The prose is also long-winded and overblown in a Pollyanna Trippy La-la way that it takes me awhile to figure out why the heroine seems to be permanently depressed. The heroine is Jacqueline “Jack” Murphy. Incidentally, what’s with all these heroines calling themselves ‘Jack’, ‘Alex’, ‘Max’, ‘Michael’, et cetera? What happened to Alice, Cindy, Monica, and yes, Jacqueline? Her colleague Ziggy Bartolli, her surrogate Dad, died and predictably, she is permanently guilt-ridden. Because she is a female hotshot photographer and people disapprove of her and Ziggy working together, and because we are still caught in a “Good Old Days” timewarp where the woman’s place is in the kitchen and all. (Why then isn’t Ms Cates cooking and cleaning for her husband and kids instead of torturing me with stories like this one?) Then I learn that she still hasn’t gotten over That Love Affair Ten Year Ago that ended when he left to marry another woman and Jack here lost their baby and ugh, ugh, ugh.

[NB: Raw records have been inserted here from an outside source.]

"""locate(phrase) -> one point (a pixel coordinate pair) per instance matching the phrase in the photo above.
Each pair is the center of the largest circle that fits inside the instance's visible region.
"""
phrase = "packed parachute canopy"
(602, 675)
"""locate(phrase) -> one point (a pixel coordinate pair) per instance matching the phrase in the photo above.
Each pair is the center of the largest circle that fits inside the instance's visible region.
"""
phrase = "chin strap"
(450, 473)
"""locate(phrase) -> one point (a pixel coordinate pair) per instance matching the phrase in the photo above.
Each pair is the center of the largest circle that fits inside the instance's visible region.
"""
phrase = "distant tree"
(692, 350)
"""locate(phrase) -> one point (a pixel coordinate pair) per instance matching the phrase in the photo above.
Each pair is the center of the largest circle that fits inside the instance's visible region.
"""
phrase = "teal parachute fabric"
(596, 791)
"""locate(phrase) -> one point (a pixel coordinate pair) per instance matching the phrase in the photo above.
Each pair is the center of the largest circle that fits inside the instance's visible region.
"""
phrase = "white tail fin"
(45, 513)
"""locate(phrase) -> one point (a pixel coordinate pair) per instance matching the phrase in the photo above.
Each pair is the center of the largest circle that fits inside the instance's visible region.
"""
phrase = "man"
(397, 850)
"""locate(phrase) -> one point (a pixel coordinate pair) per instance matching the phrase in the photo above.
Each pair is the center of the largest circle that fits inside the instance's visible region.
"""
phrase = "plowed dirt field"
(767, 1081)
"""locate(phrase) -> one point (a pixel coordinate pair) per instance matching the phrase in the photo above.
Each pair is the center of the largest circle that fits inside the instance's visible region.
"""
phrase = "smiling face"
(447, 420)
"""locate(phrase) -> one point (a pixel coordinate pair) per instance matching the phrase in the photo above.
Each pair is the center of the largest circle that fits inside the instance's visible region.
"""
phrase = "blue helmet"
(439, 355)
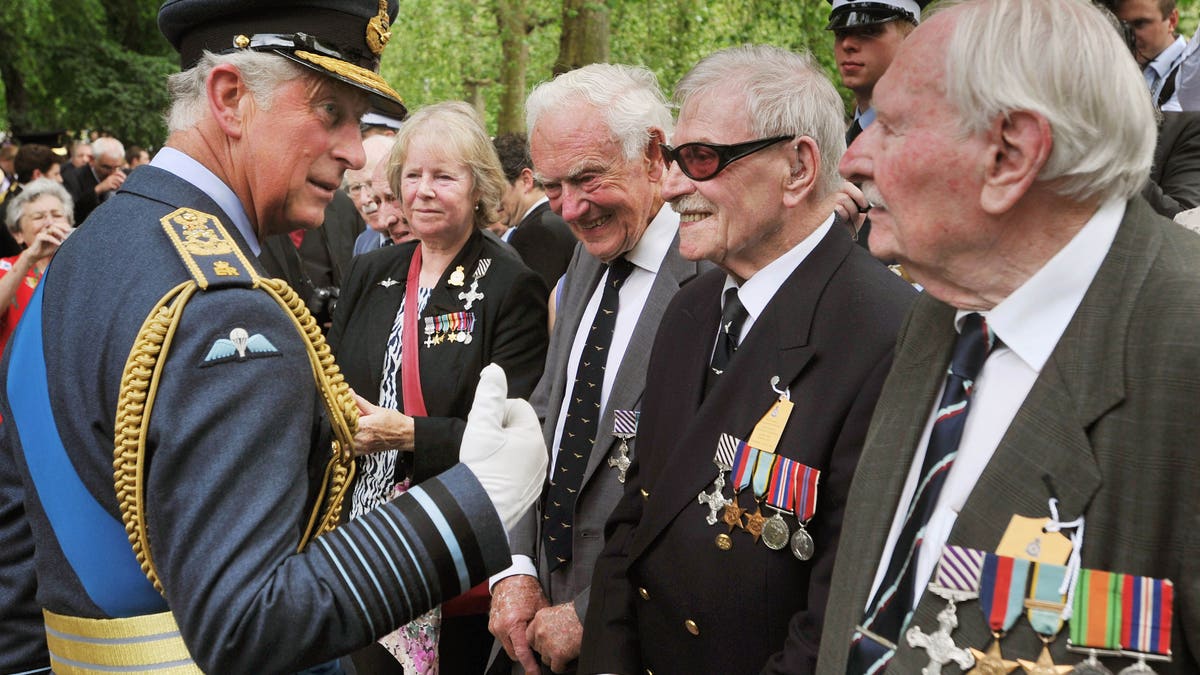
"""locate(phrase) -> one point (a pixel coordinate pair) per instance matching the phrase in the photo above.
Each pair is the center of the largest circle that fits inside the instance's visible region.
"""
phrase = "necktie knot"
(619, 270)
(971, 350)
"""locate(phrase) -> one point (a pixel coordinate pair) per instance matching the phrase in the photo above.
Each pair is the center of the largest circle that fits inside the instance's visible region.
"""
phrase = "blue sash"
(94, 543)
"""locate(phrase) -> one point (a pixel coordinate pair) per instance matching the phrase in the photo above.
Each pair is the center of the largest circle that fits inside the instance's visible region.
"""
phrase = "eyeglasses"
(703, 161)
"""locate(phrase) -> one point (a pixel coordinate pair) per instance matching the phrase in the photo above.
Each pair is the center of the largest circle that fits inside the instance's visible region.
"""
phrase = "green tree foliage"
(84, 65)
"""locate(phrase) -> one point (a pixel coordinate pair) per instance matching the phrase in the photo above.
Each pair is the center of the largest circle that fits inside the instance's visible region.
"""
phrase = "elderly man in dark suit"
(796, 312)
(594, 136)
(1049, 370)
(216, 547)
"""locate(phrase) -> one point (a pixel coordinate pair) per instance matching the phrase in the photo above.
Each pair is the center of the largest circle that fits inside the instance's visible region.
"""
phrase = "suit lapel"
(777, 346)
(624, 394)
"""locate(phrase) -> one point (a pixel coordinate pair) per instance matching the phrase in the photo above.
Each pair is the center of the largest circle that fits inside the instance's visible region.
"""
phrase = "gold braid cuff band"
(198, 237)
(95, 646)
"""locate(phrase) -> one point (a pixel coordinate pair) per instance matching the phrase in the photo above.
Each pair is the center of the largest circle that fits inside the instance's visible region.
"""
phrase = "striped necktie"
(582, 422)
(892, 605)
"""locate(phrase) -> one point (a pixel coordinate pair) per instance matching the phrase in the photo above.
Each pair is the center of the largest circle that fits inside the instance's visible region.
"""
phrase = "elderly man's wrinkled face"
(922, 173)
(299, 149)
(609, 201)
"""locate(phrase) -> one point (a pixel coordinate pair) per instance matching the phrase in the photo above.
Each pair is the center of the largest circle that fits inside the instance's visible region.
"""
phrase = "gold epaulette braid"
(139, 384)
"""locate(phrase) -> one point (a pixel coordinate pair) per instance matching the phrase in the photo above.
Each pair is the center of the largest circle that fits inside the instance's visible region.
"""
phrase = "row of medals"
(774, 532)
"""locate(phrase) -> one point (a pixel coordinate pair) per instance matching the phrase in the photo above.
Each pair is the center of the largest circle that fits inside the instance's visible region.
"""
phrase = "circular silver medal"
(802, 544)
(774, 532)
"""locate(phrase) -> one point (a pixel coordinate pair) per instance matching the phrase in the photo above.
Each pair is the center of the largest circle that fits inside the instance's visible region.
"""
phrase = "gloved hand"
(503, 447)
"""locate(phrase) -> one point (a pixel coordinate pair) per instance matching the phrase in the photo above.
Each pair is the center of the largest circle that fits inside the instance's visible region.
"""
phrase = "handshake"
(503, 447)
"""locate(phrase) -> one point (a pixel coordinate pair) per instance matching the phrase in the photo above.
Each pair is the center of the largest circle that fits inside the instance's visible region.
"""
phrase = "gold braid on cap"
(139, 386)
(357, 75)
(378, 30)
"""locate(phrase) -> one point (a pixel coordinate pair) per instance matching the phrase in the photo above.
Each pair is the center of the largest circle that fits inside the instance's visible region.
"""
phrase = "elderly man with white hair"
(1036, 437)
(93, 183)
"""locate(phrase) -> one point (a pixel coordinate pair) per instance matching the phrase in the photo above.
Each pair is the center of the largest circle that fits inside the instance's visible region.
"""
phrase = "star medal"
(726, 447)
(1044, 604)
(624, 426)
(1000, 586)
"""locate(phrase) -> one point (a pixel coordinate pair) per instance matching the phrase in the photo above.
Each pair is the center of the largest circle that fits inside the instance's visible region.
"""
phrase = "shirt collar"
(1035, 316)
(658, 238)
(174, 161)
(760, 288)
(1165, 60)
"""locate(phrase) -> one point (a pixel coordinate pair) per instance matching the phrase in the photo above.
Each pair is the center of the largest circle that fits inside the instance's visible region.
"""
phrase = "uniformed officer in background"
(216, 548)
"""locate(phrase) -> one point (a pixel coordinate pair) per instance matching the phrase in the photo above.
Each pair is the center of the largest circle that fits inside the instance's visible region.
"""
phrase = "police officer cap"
(851, 13)
(340, 39)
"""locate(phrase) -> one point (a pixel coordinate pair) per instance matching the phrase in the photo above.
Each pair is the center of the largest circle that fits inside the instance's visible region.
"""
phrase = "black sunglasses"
(702, 161)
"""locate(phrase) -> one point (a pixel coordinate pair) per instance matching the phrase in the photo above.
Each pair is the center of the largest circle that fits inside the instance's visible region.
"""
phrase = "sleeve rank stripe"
(468, 538)
(369, 569)
(437, 561)
(349, 583)
(448, 535)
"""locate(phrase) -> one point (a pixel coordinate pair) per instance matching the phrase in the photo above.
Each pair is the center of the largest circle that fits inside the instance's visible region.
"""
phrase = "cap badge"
(378, 30)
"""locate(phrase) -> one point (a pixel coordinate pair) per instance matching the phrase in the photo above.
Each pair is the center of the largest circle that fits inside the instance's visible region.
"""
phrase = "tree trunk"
(585, 37)
(511, 17)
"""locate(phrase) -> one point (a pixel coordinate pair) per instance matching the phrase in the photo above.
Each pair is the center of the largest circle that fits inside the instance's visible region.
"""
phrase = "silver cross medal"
(473, 294)
(624, 426)
(715, 501)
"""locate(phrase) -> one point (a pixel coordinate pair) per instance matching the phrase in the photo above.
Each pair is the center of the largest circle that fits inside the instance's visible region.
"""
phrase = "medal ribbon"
(1045, 603)
(1146, 616)
(1002, 589)
(1096, 620)
(781, 494)
(624, 423)
(726, 448)
(743, 465)
(805, 487)
(762, 471)
(959, 568)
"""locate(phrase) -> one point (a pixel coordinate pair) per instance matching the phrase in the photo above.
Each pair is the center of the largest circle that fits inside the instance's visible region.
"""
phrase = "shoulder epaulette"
(209, 252)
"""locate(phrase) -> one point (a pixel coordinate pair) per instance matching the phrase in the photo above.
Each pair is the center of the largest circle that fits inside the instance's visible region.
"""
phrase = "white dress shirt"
(1030, 323)
(647, 256)
(184, 166)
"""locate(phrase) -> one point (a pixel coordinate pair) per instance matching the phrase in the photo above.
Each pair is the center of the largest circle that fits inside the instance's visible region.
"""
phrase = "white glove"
(503, 447)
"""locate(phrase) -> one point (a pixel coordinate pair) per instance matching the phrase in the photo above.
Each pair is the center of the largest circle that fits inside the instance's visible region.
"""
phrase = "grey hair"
(1062, 60)
(108, 147)
(33, 190)
(786, 93)
(262, 72)
(461, 136)
(629, 96)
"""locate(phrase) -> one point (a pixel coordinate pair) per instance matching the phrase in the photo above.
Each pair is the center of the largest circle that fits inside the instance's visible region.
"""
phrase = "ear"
(1018, 147)
(654, 163)
(805, 166)
(228, 97)
(526, 179)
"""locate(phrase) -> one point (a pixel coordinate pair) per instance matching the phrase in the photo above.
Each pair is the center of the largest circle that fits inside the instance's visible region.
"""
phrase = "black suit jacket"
(81, 183)
(545, 243)
(828, 334)
(1174, 183)
(510, 330)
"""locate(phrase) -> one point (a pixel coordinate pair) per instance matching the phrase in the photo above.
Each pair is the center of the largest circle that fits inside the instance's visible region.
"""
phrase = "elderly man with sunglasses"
(760, 387)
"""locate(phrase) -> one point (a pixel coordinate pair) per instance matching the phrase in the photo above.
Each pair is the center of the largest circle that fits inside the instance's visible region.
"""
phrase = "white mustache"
(874, 198)
(691, 203)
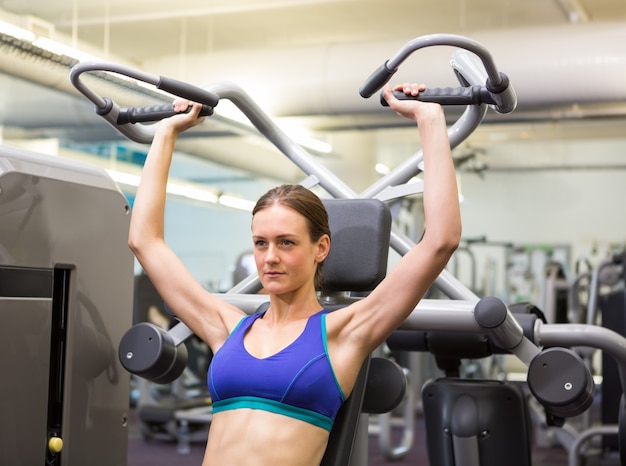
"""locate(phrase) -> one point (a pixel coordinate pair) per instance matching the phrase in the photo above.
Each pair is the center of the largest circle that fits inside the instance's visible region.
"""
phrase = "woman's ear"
(323, 248)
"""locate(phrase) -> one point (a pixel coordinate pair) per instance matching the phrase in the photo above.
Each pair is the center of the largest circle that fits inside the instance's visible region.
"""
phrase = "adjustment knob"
(55, 445)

That man, Tom Brownlow, is not happy either. His wife doesn’t like kids and she’d rather play with happy people, so off she goes and good riddance, slut. Meanwhile his precious daughter Lucy is going blind, and he’s all guilt-ridden about failing her and her and you and me and everybody – FAIL! – and he ends up living at the same place Jack is taking refuge from the outside world: a lovely place of lighthouses and beaches where evil lives.
Evil like that horribly saccharine old woman who just wants to see everybody – like Jack and Tom – happy and married and having a big family. Like Lucy. This is a place where nobody speaks like normal people do in real life. Problems are “storms”, every sentence is a wise, Southern ya-ya nugget of wisdom filled with Deep Forking Kleenex Metaphors. Take for example, Sainted Lucy’s speech. That crazy girl can’t say one single sentence without turning it into an overblown Chicken Soup hour.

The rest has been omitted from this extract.